Por otro lado, cuerpo, simulación y límite nos incitan a reflexionar acerca de las nociones de vacío, deseo e impulso generador. Pensamos el deseo como espacio de luchas, como campo psíquico en el que se oponen flujos imaginarios, ideológicos e intereses económicos.

En la virtualización de la aceleración absoluta, la presencia del cuerpo del otro se vuelve información. Cuerpos-signos interactúan en la red de flujos, en espacios desterritorializados y tiempos del aquí y ahora,  corriendo el riesgo de perder el pasado y el futuro a favor de una “presentificación”. Esta misma aceleración recorta los tiempos que serían necesarios para la elaboración racional de la información y la elaboración emocional de los estímulos que proceden del entorno[4].

Las posibilidades de elección se ven transformadas porque todo se desarrolla deprisa y la atención está saturada. La atención dispersa es una nueva forma de atención. Los automatismos técnicos, que ofrecen reacciones en lugar de elaboraciones, se vuelven independientes de la voluntad y de la acción humana.

La experiencia se modifica cuando es separada de la corporeidad táctil y afectiva para ser traslada a la esfera de la información visual y de la virtualidad. Las nuevas generaciones reciben las impresiones cognitivas primarias de máquinas, pero la transmisión del lenguaje ha tenido relación con la carnalidad. El acceso al lenguaje ha significado siempre acceso a la esfera de la socialidad. Lenguaje y socialidad han estado mediados por la afectividad, por la seguridad y el placer que proviene del cuerpo de la madre; pero el cuerpo de la madre ha sido sustraído y separado del cuerpo de las nuevas generaciones para insertarse en el circuito de producción de trabajo cognitivo global. En esta situación, emoción y palabra podrían tender a escindirse, y el deseo crecer en una esfera más separada de la verbalización y elaboración consciente y comunicable[5].

La reciente transformación tecnológica basada en el soporte numérico modifica las formas de concebir lo real. Los cuerpos habitan el espacio de red como signos, sin necesidad de un referente real. Sin embargo, los cuerpos siguen demandando experiencias sensibles para la emancipación[6].
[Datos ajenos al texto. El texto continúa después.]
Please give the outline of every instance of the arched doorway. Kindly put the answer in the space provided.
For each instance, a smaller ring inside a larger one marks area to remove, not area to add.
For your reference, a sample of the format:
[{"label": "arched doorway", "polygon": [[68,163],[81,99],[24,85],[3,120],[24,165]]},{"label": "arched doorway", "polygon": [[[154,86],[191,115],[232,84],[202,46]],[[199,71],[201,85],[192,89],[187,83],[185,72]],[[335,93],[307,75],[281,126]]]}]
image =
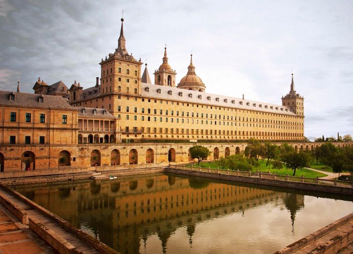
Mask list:
[{"label": "arched doorway", "polygon": [[113,135],[110,135],[110,138],[109,138],[109,141],[110,143],[115,143],[115,137],[114,137]]},{"label": "arched doorway", "polygon": [[213,149],[213,159],[219,158],[219,149],[218,147],[215,147]]},{"label": "arched doorway", "polygon": [[5,162],[5,158],[1,152],[0,152],[0,172],[4,172],[4,169],[5,168],[4,163]]},{"label": "arched doorway", "polygon": [[21,156],[21,169],[22,170],[34,170],[35,169],[35,155],[30,151],[26,151]]},{"label": "arched doorway", "polygon": [[227,157],[230,155],[230,149],[229,147],[225,147],[225,150],[224,151],[224,157]]},{"label": "arched doorway", "polygon": [[93,135],[92,134],[89,134],[88,135],[88,143],[92,144],[93,142]]},{"label": "arched doorway", "polygon": [[79,134],[78,139],[79,144],[82,144],[83,143],[83,138],[82,137],[82,134]]},{"label": "arched doorway", "polygon": [[175,149],[170,148],[168,151],[168,161],[172,162],[175,161]]},{"label": "arched doorway", "polygon": [[146,163],[153,163],[154,162],[154,152],[151,148],[146,151]]},{"label": "arched doorway", "polygon": [[116,149],[110,153],[110,165],[120,165],[120,152]]},{"label": "arched doorway", "polygon": [[129,164],[137,164],[138,153],[136,149],[132,149],[129,152]]},{"label": "arched doorway", "polygon": [[70,166],[71,164],[71,155],[70,153],[66,150],[62,151],[59,153],[59,159],[57,165],[61,166]]},{"label": "arched doorway", "polygon": [[91,166],[100,165],[100,152],[97,149],[91,152]]}]

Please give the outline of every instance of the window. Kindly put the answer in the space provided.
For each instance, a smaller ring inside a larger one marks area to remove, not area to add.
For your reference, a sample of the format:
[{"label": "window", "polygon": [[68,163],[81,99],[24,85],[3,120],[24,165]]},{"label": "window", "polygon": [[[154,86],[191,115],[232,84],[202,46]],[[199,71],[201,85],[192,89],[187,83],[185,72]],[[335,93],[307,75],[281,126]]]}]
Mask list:
[{"label": "window", "polygon": [[25,136],[25,144],[30,144],[31,143],[31,136]]},{"label": "window", "polygon": [[45,122],[45,115],[44,114],[41,114],[39,117],[39,121],[41,123]]},{"label": "window", "polygon": [[16,144],[16,136],[10,136],[10,144]]},{"label": "window", "polygon": [[31,113],[26,113],[26,122],[30,123],[31,122]]},{"label": "window", "polygon": [[10,113],[10,120],[11,122],[16,122],[16,112],[11,112]]}]

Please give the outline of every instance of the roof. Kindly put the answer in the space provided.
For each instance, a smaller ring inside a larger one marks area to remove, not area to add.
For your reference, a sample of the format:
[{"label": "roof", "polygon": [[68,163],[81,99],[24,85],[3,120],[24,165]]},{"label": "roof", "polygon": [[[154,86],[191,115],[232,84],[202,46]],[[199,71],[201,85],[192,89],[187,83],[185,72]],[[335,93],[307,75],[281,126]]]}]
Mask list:
[{"label": "roof", "polygon": [[[148,88],[148,89],[146,89],[146,88]],[[160,90],[157,91],[157,90]],[[141,93],[143,96],[156,99],[226,107],[238,109],[254,110],[290,116],[297,115],[290,107],[285,106],[250,100],[243,100],[230,96],[187,90],[165,86],[142,83]]]},{"label": "roof", "polygon": [[[15,95],[14,101],[10,100],[11,94]],[[43,102],[39,102],[39,97],[43,97]],[[0,91],[0,106],[76,110],[69,104],[67,99],[60,96],[3,91]]]},{"label": "roof", "polygon": [[84,108],[77,107],[79,109],[79,117],[87,117],[89,118],[107,118],[115,119],[115,118],[108,111],[104,109],[96,109],[95,108]]}]

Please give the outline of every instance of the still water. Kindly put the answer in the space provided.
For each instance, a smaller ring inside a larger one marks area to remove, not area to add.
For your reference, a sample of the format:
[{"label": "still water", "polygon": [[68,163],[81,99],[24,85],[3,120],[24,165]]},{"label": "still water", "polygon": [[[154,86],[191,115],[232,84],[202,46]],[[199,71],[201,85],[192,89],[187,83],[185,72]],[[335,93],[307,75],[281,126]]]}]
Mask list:
[{"label": "still water", "polygon": [[270,253],[352,197],[160,174],[14,187],[122,253]]}]

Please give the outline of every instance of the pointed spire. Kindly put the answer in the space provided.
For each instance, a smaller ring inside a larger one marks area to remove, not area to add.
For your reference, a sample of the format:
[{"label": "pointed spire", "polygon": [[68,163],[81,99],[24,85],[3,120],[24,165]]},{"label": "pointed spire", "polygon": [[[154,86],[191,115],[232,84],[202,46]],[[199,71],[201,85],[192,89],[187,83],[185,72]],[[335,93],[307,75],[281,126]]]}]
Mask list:
[{"label": "pointed spire", "polygon": [[290,91],[294,91],[294,81],[293,81],[293,73],[291,73],[291,83],[290,84]]},{"label": "pointed spire", "polygon": [[147,70],[147,63],[145,64],[145,65],[146,65],[146,67],[145,67],[145,70],[143,71],[143,74],[141,77],[141,82],[143,83],[151,84],[151,78],[150,78],[150,75],[149,74],[148,74],[148,70]]}]

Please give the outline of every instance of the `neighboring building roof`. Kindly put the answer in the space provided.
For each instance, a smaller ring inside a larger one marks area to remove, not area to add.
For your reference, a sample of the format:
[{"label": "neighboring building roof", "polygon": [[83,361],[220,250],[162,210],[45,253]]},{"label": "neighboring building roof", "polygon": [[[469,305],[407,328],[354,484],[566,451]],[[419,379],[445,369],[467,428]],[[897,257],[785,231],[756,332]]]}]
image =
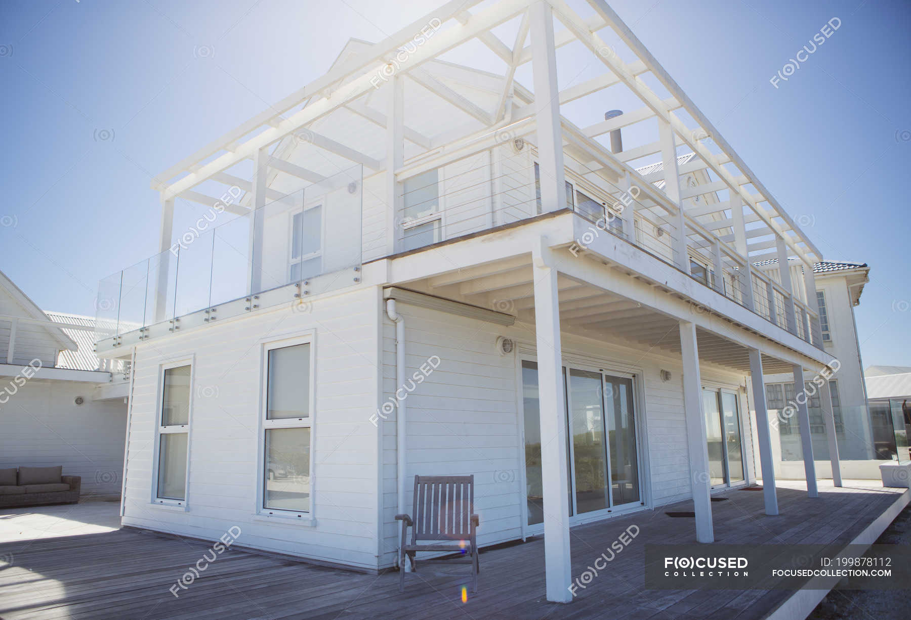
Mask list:
[{"label": "neighboring building roof", "polygon": [[865,377],[880,377],[884,374],[901,374],[911,372],[911,366],[867,366],[864,371]]},{"label": "neighboring building roof", "polygon": [[[45,314],[56,323],[95,327],[95,319],[92,317],[51,311],[46,311]],[[76,351],[61,351],[57,354],[57,368],[68,368],[73,371],[98,370],[98,358],[95,355],[94,351],[94,332],[86,330],[67,330],[66,328],[63,328],[62,330],[69,336],[70,340],[76,341],[77,349]]]},{"label": "neighboring building roof", "polygon": [[[800,259],[789,258],[788,262],[797,261]],[[757,260],[753,263],[756,267],[765,267],[766,265],[777,265],[778,259],[769,259],[768,260]],[[833,271],[848,271],[850,269],[869,269],[869,265],[859,262],[847,262],[845,260],[823,260],[814,263],[814,273],[831,273]]]},{"label": "neighboring building roof", "polygon": [[866,377],[868,400],[911,397],[911,372]]},{"label": "neighboring building roof", "polygon": [[[24,313],[16,316],[22,316],[26,319],[37,319],[38,320],[50,320],[50,318],[38,308],[37,304],[32,301],[31,298],[22,289],[17,287],[3,271],[0,271],[0,289],[5,290],[15,302],[23,309]],[[67,337],[63,331],[51,327],[43,327],[47,330],[51,338],[57,341],[60,349],[73,349],[77,346],[76,341],[72,338]]]}]

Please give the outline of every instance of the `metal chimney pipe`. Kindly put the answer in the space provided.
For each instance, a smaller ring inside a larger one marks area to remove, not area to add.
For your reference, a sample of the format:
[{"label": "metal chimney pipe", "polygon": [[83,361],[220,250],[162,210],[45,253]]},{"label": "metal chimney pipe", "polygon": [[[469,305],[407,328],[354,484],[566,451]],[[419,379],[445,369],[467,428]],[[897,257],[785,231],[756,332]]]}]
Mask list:
[{"label": "metal chimney pipe", "polygon": [[[608,110],[604,113],[604,120],[616,118],[621,114],[623,114],[623,110]],[[623,137],[620,135],[619,129],[614,129],[610,132],[610,150],[613,151],[614,155],[623,150]]]}]

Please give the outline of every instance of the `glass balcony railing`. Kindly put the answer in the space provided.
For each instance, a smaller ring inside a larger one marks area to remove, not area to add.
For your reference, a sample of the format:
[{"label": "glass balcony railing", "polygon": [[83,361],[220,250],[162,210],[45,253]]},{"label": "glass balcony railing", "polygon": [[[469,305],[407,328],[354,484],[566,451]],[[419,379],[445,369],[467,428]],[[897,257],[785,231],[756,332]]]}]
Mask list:
[{"label": "glass balcony railing", "polygon": [[204,231],[98,284],[95,340],[132,344],[359,280],[360,166]]}]

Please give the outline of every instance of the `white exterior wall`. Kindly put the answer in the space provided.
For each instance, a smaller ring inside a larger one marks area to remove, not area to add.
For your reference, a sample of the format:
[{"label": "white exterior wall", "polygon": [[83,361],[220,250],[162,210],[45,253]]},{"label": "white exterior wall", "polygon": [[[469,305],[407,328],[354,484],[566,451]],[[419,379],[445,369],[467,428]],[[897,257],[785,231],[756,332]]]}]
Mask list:
[{"label": "white exterior wall", "polygon": [[[6,384],[11,380],[0,380],[0,390],[17,387]],[[0,404],[0,469],[63,465],[64,475],[82,477],[82,495],[119,493],[127,405],[92,401],[94,390],[94,383],[39,379],[19,387]]]},{"label": "white exterior wall", "polygon": [[[316,561],[376,567],[379,290],[225,320],[140,344],[137,351],[123,523]],[[261,344],[313,330],[315,523],[259,519]],[[150,503],[159,368],[193,359],[186,512]]]},{"label": "white exterior wall", "polygon": [[[394,563],[401,535],[399,512],[412,513],[414,476],[475,474],[475,512],[480,516],[481,545],[516,540],[523,534],[521,488],[525,461],[520,439],[523,425],[521,352],[501,356],[497,336],[514,339],[525,351],[534,351],[533,332],[521,326],[503,327],[457,315],[397,304],[405,320],[406,374],[410,377],[431,356],[439,366],[406,399],[407,473],[404,511],[396,506],[395,415],[383,429],[383,541],[380,565]],[[533,327],[533,326],[532,326]],[[395,329],[384,319],[383,401],[395,384]],[[682,369],[679,359],[646,348],[614,346],[563,336],[565,361],[588,363],[637,375],[637,408],[647,506],[691,496],[689,449],[682,406]],[[671,379],[660,380],[670,370]],[[755,480],[752,423],[747,415],[745,380],[735,372],[701,369],[703,384],[724,387],[740,396],[746,477]],[[407,387],[411,387],[408,383]],[[644,401],[641,394],[644,392]]]}]

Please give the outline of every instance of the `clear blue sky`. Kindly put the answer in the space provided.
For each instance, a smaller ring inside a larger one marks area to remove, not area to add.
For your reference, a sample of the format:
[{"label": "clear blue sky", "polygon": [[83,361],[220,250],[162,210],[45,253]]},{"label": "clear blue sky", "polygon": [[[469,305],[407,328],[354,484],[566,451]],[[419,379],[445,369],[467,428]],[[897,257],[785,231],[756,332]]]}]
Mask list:
[{"label": "clear blue sky", "polygon": [[[0,0],[0,269],[44,309],[93,315],[98,280],[158,249],[154,174],[318,77],[349,36],[439,4]],[[911,4],[611,5],[824,257],[870,264],[865,364],[911,365]]]}]

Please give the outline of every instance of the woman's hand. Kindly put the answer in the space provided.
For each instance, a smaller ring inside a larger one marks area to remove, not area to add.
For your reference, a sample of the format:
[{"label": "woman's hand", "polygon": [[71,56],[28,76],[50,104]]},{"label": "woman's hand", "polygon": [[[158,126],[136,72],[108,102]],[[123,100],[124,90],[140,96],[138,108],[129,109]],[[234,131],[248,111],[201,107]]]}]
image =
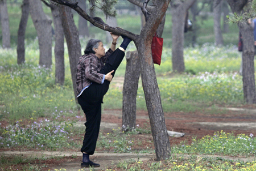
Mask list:
[{"label": "woman's hand", "polygon": [[114,35],[112,32],[110,32],[111,36],[112,36],[112,39],[113,41],[117,42],[117,39],[118,39],[119,35]]},{"label": "woman's hand", "polygon": [[111,75],[111,73],[112,73],[113,72],[114,72],[114,70],[109,72],[107,74],[106,74],[106,75],[105,76],[105,79],[111,82],[111,81],[112,80],[112,78],[113,78],[113,75]]}]

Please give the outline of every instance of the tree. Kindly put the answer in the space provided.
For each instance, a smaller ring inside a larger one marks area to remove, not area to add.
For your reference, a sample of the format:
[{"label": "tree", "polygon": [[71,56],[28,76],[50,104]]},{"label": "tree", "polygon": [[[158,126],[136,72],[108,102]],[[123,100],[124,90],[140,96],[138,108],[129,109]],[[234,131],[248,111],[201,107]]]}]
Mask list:
[{"label": "tree", "polygon": [[[102,29],[115,34],[124,35],[133,40],[138,50],[141,63],[142,86],[150,119],[156,159],[160,160],[169,158],[171,156],[171,147],[152,58],[151,46],[154,35],[166,12],[170,0],[158,1],[155,6],[152,7],[153,10],[150,13],[146,10],[148,1],[146,0],[144,2],[143,10],[145,14],[147,14],[148,19],[139,35],[120,28],[108,26],[97,22],[77,6],[77,3],[71,3],[64,0],[52,1],[69,6],[94,25]],[[104,1],[103,2],[109,2]]]},{"label": "tree", "polygon": [[25,62],[25,32],[28,19],[29,2],[28,0],[23,0],[22,8],[22,16],[18,30],[17,44],[17,63],[22,64]]},{"label": "tree", "polygon": [[2,46],[4,48],[11,48],[11,35],[6,0],[0,0],[0,17],[2,25]]},{"label": "tree", "polygon": [[29,0],[30,12],[36,30],[39,44],[39,65],[50,67],[52,65],[52,20],[43,10],[40,1]]},{"label": "tree", "polygon": [[215,44],[217,46],[223,45],[223,38],[221,27],[221,15],[222,0],[213,1],[214,28],[215,35]]},{"label": "tree", "polygon": [[172,11],[172,70],[178,72],[185,71],[184,62],[184,28],[188,9],[196,0],[175,1],[171,2]]},{"label": "tree", "polygon": [[[55,0],[52,0],[52,1],[55,1]],[[81,53],[81,45],[79,41],[79,32],[75,24],[73,14],[71,12],[71,8],[64,6],[58,6],[58,8],[61,19],[65,38],[68,45],[70,70],[71,72],[75,98],[76,101],[77,101],[76,82],[76,65],[79,57],[82,55]],[[82,10],[81,9],[81,10]]]},{"label": "tree", "polygon": [[222,11],[223,11],[223,32],[229,32],[229,25],[228,19],[226,16],[229,14],[229,9],[228,4],[226,1],[223,1],[222,3]]},{"label": "tree", "polygon": [[[86,10],[86,3],[85,0],[79,0],[79,5],[81,8],[85,11]],[[87,20],[79,15],[79,35],[82,37],[89,37],[89,29],[87,25]]]},{"label": "tree", "polygon": [[48,3],[44,0],[41,0],[47,6],[51,8],[54,28],[55,29],[55,45],[54,56],[55,59],[55,84],[63,86],[65,80],[64,65],[64,37],[61,19],[59,12],[58,7],[51,3]]},{"label": "tree", "polygon": [[126,69],[123,87],[122,131],[133,131],[136,126],[136,97],[140,75],[139,55],[137,50],[126,55]]},{"label": "tree", "polygon": [[[227,0],[235,15],[243,15],[249,5],[247,0]],[[243,37],[243,97],[248,104],[256,103],[254,76],[254,48],[253,29],[247,22],[238,22],[238,26]]]}]

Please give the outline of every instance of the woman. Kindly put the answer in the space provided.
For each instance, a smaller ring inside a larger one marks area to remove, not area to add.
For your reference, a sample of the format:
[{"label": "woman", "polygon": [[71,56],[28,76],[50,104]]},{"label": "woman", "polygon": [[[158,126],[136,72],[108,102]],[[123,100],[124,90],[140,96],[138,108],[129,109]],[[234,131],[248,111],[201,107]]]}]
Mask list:
[{"label": "woman", "polygon": [[101,118],[101,103],[115,71],[125,56],[125,50],[131,41],[122,36],[123,42],[115,50],[119,36],[110,34],[112,44],[106,53],[101,40],[91,39],[87,44],[85,54],[79,58],[77,63],[77,100],[86,118],[85,134],[81,148],[81,168],[100,166],[90,161],[89,155],[93,155],[96,147]]}]

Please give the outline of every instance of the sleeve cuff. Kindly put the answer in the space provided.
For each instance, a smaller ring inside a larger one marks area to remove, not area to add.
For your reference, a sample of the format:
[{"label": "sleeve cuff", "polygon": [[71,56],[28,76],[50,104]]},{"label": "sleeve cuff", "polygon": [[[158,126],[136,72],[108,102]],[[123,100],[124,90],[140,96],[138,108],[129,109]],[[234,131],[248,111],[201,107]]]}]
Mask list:
[{"label": "sleeve cuff", "polygon": [[106,76],[106,75],[103,75],[103,79],[102,79],[102,80],[101,81],[101,84],[102,84],[104,83],[105,76]]}]

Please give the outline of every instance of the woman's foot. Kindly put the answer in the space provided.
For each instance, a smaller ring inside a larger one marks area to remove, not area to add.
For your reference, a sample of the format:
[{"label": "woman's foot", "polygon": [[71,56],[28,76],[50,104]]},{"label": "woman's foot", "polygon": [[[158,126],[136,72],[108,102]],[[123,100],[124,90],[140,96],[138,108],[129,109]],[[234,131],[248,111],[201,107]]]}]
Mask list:
[{"label": "woman's foot", "polygon": [[89,168],[89,167],[94,167],[98,168],[101,165],[92,162],[92,161],[89,161],[89,162],[83,162],[81,163],[81,168]]}]

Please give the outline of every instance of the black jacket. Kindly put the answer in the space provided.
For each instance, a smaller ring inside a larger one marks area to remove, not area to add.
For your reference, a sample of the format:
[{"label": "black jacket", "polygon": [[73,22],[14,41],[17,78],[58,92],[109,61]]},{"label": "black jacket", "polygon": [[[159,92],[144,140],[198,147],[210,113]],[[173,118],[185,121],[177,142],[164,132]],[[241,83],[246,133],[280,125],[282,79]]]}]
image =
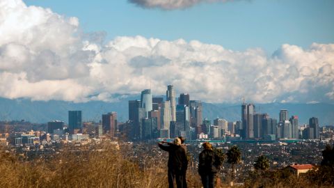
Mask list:
[{"label": "black jacket", "polygon": [[161,143],[159,143],[159,147],[168,152],[168,169],[176,171],[186,171],[188,160],[183,147],[175,144],[165,146]]},{"label": "black jacket", "polygon": [[212,150],[204,150],[200,154],[198,173],[204,175],[217,173],[218,170],[218,157]]}]

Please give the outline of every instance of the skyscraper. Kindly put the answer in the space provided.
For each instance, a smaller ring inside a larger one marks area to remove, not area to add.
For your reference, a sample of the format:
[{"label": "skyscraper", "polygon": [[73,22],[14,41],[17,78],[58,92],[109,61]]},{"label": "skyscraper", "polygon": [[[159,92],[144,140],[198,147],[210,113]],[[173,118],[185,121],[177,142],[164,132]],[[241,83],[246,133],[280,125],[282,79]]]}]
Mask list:
[{"label": "skyscraper", "polygon": [[262,120],[262,136],[275,134],[277,137],[277,120],[274,118],[264,118]]},{"label": "skyscraper", "polygon": [[82,117],[81,111],[68,111],[68,128],[70,132],[73,134],[74,130],[81,130]]},{"label": "skyscraper", "polygon": [[145,118],[148,118],[148,112],[152,110],[152,94],[150,89],[145,89],[141,92],[141,107],[145,109]]},{"label": "skyscraper", "polygon": [[188,93],[181,93],[180,94],[179,98],[179,104],[180,105],[186,105],[189,106],[189,94]]},{"label": "skyscraper", "polygon": [[241,121],[243,139],[248,139],[254,138],[253,115],[255,113],[255,107],[253,104],[242,104]]},{"label": "skyscraper", "polygon": [[253,117],[253,125],[254,125],[254,137],[255,138],[262,138],[262,120],[264,118],[268,118],[269,116],[267,113],[256,113]]},{"label": "skyscraper", "polygon": [[176,102],[175,102],[175,91],[172,85],[167,86],[166,100],[169,101],[170,107],[170,115],[172,121],[176,121]]},{"label": "skyscraper", "polygon": [[292,116],[289,120],[292,126],[292,135],[293,139],[299,139],[299,132],[298,130],[298,116]]},{"label": "skyscraper", "polygon": [[287,110],[286,109],[281,109],[280,111],[280,122],[284,122],[285,120],[287,120],[289,118],[289,114]]},{"label": "skyscraper", "polygon": [[102,114],[102,129],[104,133],[109,132],[111,136],[115,136],[117,130],[117,112]]},{"label": "skyscraper", "polygon": [[162,102],[162,108],[161,114],[161,123],[160,124],[161,129],[168,130],[169,135],[169,125],[170,123],[170,103],[169,101],[164,101]]},{"label": "skyscraper", "polygon": [[313,138],[315,139],[319,139],[319,121],[318,118],[312,117],[309,121],[310,128],[313,129]]},{"label": "skyscraper", "polygon": [[190,121],[193,127],[200,126],[202,123],[202,102],[200,100],[189,101]]},{"label": "skyscraper", "polygon": [[60,120],[54,120],[47,123],[47,133],[54,134],[54,130],[64,128],[64,122]]},{"label": "skyscraper", "polygon": [[136,117],[136,109],[141,107],[140,100],[129,100],[129,120],[134,122]]}]

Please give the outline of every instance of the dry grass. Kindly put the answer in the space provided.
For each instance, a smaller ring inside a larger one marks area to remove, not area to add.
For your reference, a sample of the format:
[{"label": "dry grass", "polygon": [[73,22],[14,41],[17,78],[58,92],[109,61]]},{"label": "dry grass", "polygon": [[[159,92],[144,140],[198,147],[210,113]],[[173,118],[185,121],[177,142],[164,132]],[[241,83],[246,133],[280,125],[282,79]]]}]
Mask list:
[{"label": "dry grass", "polygon": [[166,187],[164,166],[144,171],[120,150],[102,147],[29,162],[1,150],[0,187]]}]

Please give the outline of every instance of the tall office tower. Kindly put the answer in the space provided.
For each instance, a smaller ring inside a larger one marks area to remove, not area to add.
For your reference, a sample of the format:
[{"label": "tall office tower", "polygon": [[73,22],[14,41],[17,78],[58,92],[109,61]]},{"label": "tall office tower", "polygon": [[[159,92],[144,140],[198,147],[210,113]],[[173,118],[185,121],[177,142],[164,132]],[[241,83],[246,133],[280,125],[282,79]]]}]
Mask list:
[{"label": "tall office tower", "polygon": [[170,123],[170,103],[169,101],[164,101],[162,102],[162,107],[161,111],[160,112],[161,114],[161,124],[160,124],[160,129],[168,130],[168,136],[169,136],[169,126]]},{"label": "tall office tower", "polygon": [[150,89],[145,89],[141,91],[141,107],[145,109],[145,117],[148,118],[148,112],[153,109],[152,106],[152,95]]},{"label": "tall office tower", "polygon": [[239,135],[240,135],[242,131],[242,122],[241,120],[237,120],[235,123],[235,130],[234,132]]},{"label": "tall office tower", "polygon": [[274,118],[262,119],[262,136],[277,134],[277,120]]},{"label": "tall office tower", "polygon": [[170,103],[170,115],[172,121],[176,121],[176,102],[175,102],[175,91],[172,85],[167,86],[167,91],[166,92],[166,100]]},{"label": "tall office tower", "polygon": [[286,109],[281,109],[280,111],[280,122],[284,122],[285,120],[287,120],[289,118],[289,114],[287,110]]},{"label": "tall office tower", "polygon": [[146,111],[144,108],[137,108],[135,110],[135,118],[133,123],[134,130],[134,139],[137,141],[141,141],[143,136],[143,119],[145,118]]},{"label": "tall office tower", "polygon": [[47,133],[54,134],[54,130],[64,129],[64,122],[60,120],[54,120],[47,123]]},{"label": "tall office tower", "polygon": [[216,118],[214,120],[214,125],[217,125],[219,129],[224,130],[224,133],[228,130],[228,122],[225,119]]},{"label": "tall office tower", "polygon": [[282,130],[283,139],[291,139],[292,137],[292,126],[289,120],[285,120],[283,123],[284,128]]},{"label": "tall office tower", "polygon": [[262,138],[262,120],[269,118],[269,116],[267,113],[256,113],[253,117],[254,125],[254,138]]},{"label": "tall office tower", "polygon": [[81,130],[82,117],[81,111],[68,111],[68,128],[71,134],[74,133],[74,130]]},{"label": "tall office tower", "polygon": [[186,139],[191,140],[190,133],[190,111],[189,107],[185,106],[184,110],[184,131],[186,132]]},{"label": "tall office tower", "polygon": [[195,110],[196,112],[196,126],[200,127],[202,125],[202,108],[198,107]]},{"label": "tall office tower", "polygon": [[315,130],[311,127],[307,127],[303,130],[303,139],[314,139]]},{"label": "tall office tower", "polygon": [[241,120],[242,134],[244,139],[254,138],[253,115],[255,113],[255,107],[253,104],[242,104]]},{"label": "tall office tower", "polygon": [[104,133],[109,132],[111,136],[115,136],[117,130],[117,112],[102,114],[102,128]]},{"label": "tall office tower", "polygon": [[202,131],[207,134],[210,134],[211,120],[207,118],[202,123]]},{"label": "tall office tower", "polygon": [[319,139],[319,121],[318,118],[312,117],[309,121],[310,128],[313,129],[313,138],[315,139]]},{"label": "tall office tower", "polygon": [[159,137],[158,118],[157,117],[151,117],[150,121],[151,123],[151,139],[157,139]]},{"label": "tall office tower", "polygon": [[150,118],[141,119],[143,125],[143,139],[149,140],[151,139],[152,124]]},{"label": "tall office tower", "polygon": [[180,94],[179,98],[179,104],[180,105],[186,105],[189,106],[189,94],[188,93],[181,93]]},{"label": "tall office tower", "polygon": [[[200,100],[191,100],[189,101],[189,105],[191,126],[193,127],[200,126],[202,123],[202,102]],[[199,109],[197,109],[198,108]],[[200,114],[197,114],[197,112],[200,112]]]},{"label": "tall office tower", "polygon": [[162,102],[164,102],[164,97],[152,97],[152,102],[153,103],[162,104]]},{"label": "tall office tower", "polygon": [[161,120],[160,120],[160,110],[153,110],[148,113],[148,118],[157,118],[157,129],[159,130],[161,128]]},{"label": "tall office tower", "polygon": [[95,126],[95,138],[99,138],[102,136],[103,134],[103,127],[101,125],[97,125]]},{"label": "tall office tower", "polygon": [[141,107],[140,100],[129,100],[129,120],[134,122],[136,117],[136,111],[138,108]]},{"label": "tall office tower", "polygon": [[299,137],[299,132],[298,130],[298,116],[292,116],[289,120],[290,121],[292,126],[292,138],[298,139]]},{"label": "tall office tower", "polygon": [[236,122],[228,122],[228,131],[230,132],[231,134],[235,133],[235,125]]}]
Momentos de interrupción para la elaboración, para el goce de lo sensible, para la ensoñación, la invención y la inspiración, constituyen el fare niente necesario de estos tiempos que corren.

Carolina Di Palma


[1] Buckhinham, David; Mas allá de la tecnología, aprendizaje infantil en la era de la cultura digital, Manantial, Buenos Aires, 2008.

[2] Martin Barbero, Jesús; Cuando la tecnología deja de ser una ayuda didáctica para convertirse en mediación cultural, Revista electrónica Teoría de la Educación, Universidad Javariana de Bogota, 2009.

[3] Martin Barbero, Jesús; ibíd.

[4] Berardi, Franco; Mediamutación, en Generación Post Alfa, Patologías e imaginarios en el semiocapitalismo 1a ed. – Buenos Aires, Tinta Limón, 2007.

[5] Berardi, Franco, Generación Post Alfa, Patologías e imaginarios en el semiocapitalismo 1a ed. – Buenos Aires, Tinta Limón, 2007.

[6] Ranciere, Jaques; El espectador emancipado, Buenos Aires, Bordes/Manantial, 2010.